Selain partisipasi politik yang dibutuhkan dalam pembangunan stabilitas politik suatu negara, pelembagaan insitusi politik (Partai Politik hinnga DPR) diperlukan untuk melembagakan partsipasi politik dari masyarakat. Dalam memahami pelembagaan politik ini terdapat dua pembilahan mendasar antara hubungan pelembagaan politik dengan partisipasi politik yakni sistem politik dengan pelembagaan politik yang rendah dengan partisipasi politik yang tinggi dimana kekuatan sosial menggunakan cara mereka sendiri berkasi di tengah – tengah arena politik disebut sebagai negara pretorian sedangkan sistem politik yang pelembagaan politik serta diimbangi dengan adanya partisipasi politik yang tinggi disebut sebagai negara kerakyatan. (civic polities) Dalam konteks ini, negara praetorian biasanya terjadi di negara yang akar pembangunan demokrasinya belum menancap kuat dalam masyarakat sehingga mereka belum mampu melakukan usaha – usaha resistensi terhadap negara belum kuat seperti di negara – negara Amerika Selatan yang notabene sebagian besar dipimpin oleh rezim diktator militeristik, sebaliknya negara dengan pelembagaan serta partisipasi politik yang kuat biasanya memiliki tradisi demokrasi yang panjang seperti negara – negara Eropa Barat dan Amerika Utara. Khusus untuk negara yang “dicap” praetorian, bila lembaga politik lemah terhadap negara maka diperlukanlah stabilitas dalam bentuk institusionalisasi partai politik contohnya adalah Meksiko dengan PRI (Partide Revolucionario Institucional), partai ini disebut sebagai lembaga super politik di Meksiko karena lembaga ini mampu melakukan resistensi terhadap militer malahan melebihi koherensi militer itu sendiri .

Di Indonesia justru lembaga Politiklah yang menyebabkan ketidakstabilan Politik, beikut ini masalah lembaga yang menyebabkan ketidakstabilan politik:

  • DEWAN PERWAKILAN RAKYAT TIDAK MEWAKILI RAKYAT
Untuk kasus Indonesia, masalah yang sangat mendasar dihadapi oleh rakyat yakni para wakil rakyat tidak lagi mewakili keinginan rakyat, seperti dilansir oleh Forum Indonesia untuk Transparansi Anggaran (FITRA), FITRA mencatat 'dosa-dosa' DPR antara lain:
1.Pembangunan gedung mewah berfasilitas SPA dan kolam renang dengan nilai Rp1,8 triliun.
2.Biaya pelantikan yang mewah Rp12 triliun.
3.Anggaran plesiran ke luar negeri Rp170 triliun.
4.Pembahasan RUU inisiatif DPR sebesar Rp170 milliar.
5.Dana aspirasi Rp8,4 triliun.
6.Bagi-bagi cek kosong Rp1,1 triliun.
7.Dana penyelewengan pembangunan Rumah Jabatan Anggota di Kalibata yang nilainya triliunan.

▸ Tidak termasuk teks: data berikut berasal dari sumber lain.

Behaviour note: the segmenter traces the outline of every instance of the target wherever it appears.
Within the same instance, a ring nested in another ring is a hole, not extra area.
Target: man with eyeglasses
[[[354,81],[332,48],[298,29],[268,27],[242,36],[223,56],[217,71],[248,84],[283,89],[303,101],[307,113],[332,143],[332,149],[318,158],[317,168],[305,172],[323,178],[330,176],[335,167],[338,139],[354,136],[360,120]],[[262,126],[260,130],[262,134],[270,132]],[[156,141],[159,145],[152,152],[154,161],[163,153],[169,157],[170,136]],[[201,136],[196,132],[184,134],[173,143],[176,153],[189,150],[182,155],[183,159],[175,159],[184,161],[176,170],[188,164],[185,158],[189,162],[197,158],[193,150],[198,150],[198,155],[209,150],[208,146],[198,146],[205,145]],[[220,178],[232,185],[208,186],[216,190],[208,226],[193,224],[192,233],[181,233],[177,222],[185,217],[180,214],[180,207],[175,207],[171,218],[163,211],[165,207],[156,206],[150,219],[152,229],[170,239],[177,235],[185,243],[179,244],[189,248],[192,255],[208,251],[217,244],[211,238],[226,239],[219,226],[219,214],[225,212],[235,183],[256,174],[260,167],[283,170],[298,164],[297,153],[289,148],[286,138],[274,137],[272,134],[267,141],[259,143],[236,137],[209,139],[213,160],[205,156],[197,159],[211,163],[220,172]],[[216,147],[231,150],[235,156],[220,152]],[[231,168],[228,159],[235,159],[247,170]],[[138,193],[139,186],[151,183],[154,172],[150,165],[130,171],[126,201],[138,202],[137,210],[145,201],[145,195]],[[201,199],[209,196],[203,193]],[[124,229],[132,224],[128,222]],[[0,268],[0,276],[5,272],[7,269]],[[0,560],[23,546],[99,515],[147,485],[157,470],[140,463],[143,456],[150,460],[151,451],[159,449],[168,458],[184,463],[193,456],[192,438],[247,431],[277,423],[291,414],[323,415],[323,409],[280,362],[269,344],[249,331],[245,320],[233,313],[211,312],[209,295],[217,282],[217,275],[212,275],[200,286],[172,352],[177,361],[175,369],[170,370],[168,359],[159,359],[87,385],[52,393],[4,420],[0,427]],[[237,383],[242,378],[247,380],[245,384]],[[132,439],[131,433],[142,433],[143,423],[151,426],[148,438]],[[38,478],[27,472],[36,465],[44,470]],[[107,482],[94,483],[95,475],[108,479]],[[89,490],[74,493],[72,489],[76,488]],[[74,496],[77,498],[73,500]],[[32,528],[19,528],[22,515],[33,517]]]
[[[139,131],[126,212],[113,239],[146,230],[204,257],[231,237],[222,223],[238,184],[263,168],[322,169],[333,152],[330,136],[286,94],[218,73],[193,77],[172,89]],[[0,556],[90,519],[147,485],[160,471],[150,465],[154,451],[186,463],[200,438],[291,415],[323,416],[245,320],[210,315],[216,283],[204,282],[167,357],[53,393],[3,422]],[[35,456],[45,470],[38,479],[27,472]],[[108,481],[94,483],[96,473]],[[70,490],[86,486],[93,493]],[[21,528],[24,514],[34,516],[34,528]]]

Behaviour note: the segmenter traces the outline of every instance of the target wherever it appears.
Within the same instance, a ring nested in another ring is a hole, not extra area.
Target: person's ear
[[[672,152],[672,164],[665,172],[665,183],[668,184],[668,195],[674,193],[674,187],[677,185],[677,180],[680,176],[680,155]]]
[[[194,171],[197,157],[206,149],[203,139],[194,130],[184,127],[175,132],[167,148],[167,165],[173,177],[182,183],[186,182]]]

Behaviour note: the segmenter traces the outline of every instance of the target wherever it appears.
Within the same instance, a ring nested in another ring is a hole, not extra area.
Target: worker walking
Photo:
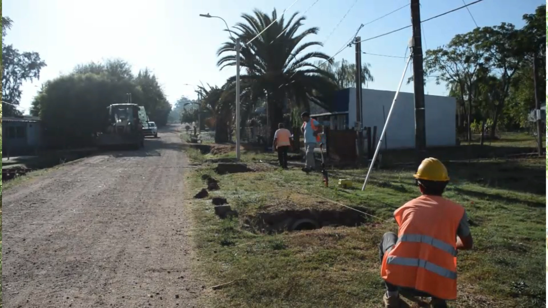
[[[431,298],[432,308],[456,298],[456,254],[472,247],[464,208],[442,194],[449,182],[439,160],[423,161],[414,175],[422,195],[394,212],[398,234],[387,232],[380,245],[385,307],[407,307],[399,293]]]
[[[316,163],[314,158],[314,148],[316,143],[319,141],[320,137],[318,133],[321,129],[319,123],[314,119],[310,118],[310,113],[303,112],[301,114],[301,118],[304,121],[301,126],[301,131],[305,136],[305,167],[302,171],[309,172],[314,169]]]
[[[291,132],[283,128],[283,123],[278,124],[278,130],[274,133],[274,141],[272,150],[278,151],[278,160],[279,166],[287,169],[287,152],[291,145]]]

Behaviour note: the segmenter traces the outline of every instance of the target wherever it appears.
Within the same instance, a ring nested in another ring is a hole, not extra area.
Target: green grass
[[[362,192],[337,188],[335,182],[350,178],[361,188],[364,170],[333,170],[326,189],[319,174],[282,171],[256,163],[253,156],[243,160],[259,170],[221,176],[204,164],[189,175],[192,193],[204,187],[203,174],[219,180],[221,190],[210,197],[227,198],[239,214],[221,220],[210,200],[192,201],[201,268],[212,285],[241,280],[215,291],[209,298],[212,306],[381,306],[378,243],[384,232],[397,231],[395,223],[370,218],[358,227],[267,235],[246,231],[243,221],[265,209],[342,208],[310,193],[390,219],[418,195],[414,170],[375,170]],[[473,250],[459,253],[459,299],[450,307],[545,306],[545,163],[538,158],[447,164],[452,182],[445,196],[466,208],[475,243]]]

Belum lagi manuver-manuver politik dagang sapi, barter kasus hingga study banding berlebihan yang dilakukan oleh lembaga politik ini, makin meningkatkan ketidakstabilan kondisi politik NKRI.

  • KONFLIK ANTAR PARTAI POLITIK
Konflik-konflik yang terjadi antar partai di era Demokrasi Liberal seperti yang telah disinggung pada pendahuluan, menjadi permasalahan utama yang akan dibahas berkaitan dengan dampak yang ditimbulkan oleh konflik tersebut, seiring dengan berlakunya sistem parlementer pada saat itu.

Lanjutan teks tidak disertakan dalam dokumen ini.